The complexities today of course are much more than what I did as single developer and today of course to keep up with it you have teams of developers as a sole developer like me would die of exhaustion at the keyboard trying to keep up:)
I agree with you there's no big fire sale out there to rush CIOs out the door by any means but let me say this their pressure has surmounted as well. There's a lot of uncertainties out there and recently I talked about the ACA and what all are wanting to do to fix it. Well you can read this post if you want, but both parties can't seem to come to terms with the fact that the machines run the ACA so along with policy and changes, you better think about some code and development time too.
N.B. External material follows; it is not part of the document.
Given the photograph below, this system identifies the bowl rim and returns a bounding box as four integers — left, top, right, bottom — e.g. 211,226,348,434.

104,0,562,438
Has the memory of Healthcare.Gov when it comes to code already escaped everyone:)
http://ducknetweb.blogspot.com/2014/11/the-affordable-care-act-is-run-by.html
They talk about repeal and don't get any further but the code isn't going to come out and change the same way it went in:) I'm just a bottom liner that's been up to my ears in code and try to convey reality with all of this.
Now I also hear the political battle of de-certifying EMRs that won't interop. Frankly we are at the place in time to where it's a platform that sits on top of EMRs that will carry out this function and if the EMRs write an API to work with such, let them stay around as long as the rest of the needed functionality is there and it's not antiquated if you will.
I'll give you a link to Zoeticx and this is just that to where even legacy systems are ok and the interops are done on the fly, which means when the combination session is over, all medical records return back home to their domicile. Patients will love that by all means and you don't need the expensive HIEs; however you can take advantage of them as a data source if they are there.
http://ducknetweb.blogspot.com/2014/07/zoeticx-clarity-server-middleware-hie.html
In addition these videos at this link are really good, done by Pam over at the World Privacy Forum and they tell patients about how their records are stored and shared at an HIE..the only videos that I have seen that address this, so I blogged them.
http://ducknetweb.blogspot.com/2014/10/how-to-request-all-medical-records-that.html
Myself since we are post Blumenthal at the ONC, I don't understand why a clinical MD is running the show either as now with the complexities you need someone with data mechanics logic. This is not a personal attack at all and we have the same thing at other agencies too like the SEC for one example as without some data mechanics logic, they are lost. Nothing like having someone around that has first hand experience digging around in a lot of code if you get my drift.
Consumer watchdog came out and said the new Blue Cross HIE which is work in process was not defined properly enough and I agree with them from what I have read as well. The Watchdog is not always correct in technical matters as they ate it big with the data base for prescription drugs which was not ready to take on a big capacity until the IT work is done. That's what I talk about when i say data mechanics logic, so get it right and get the real story. Remember Heatlhcare.Gov, you don't push things out before their time.
By the way, if you never saw the interview, Classic Dr. Halamka from about a month ago with CXOTalk-he's right on as always and he has a lot of data mechanics, logic in what he does and says by comparison and is very candid and flat out blunt too when he needs to be:)
http://ducknetweb.blogspot.com/2014/10/cxotalk-dr-halamka-cio-of-beth-israel.html
The EMR monsters just grew with adding more software on top of other software and that's the way the business works and you get a mess with a lot of complexities at some point and insurers did everyone one in with their payer input as well to even add more complexities.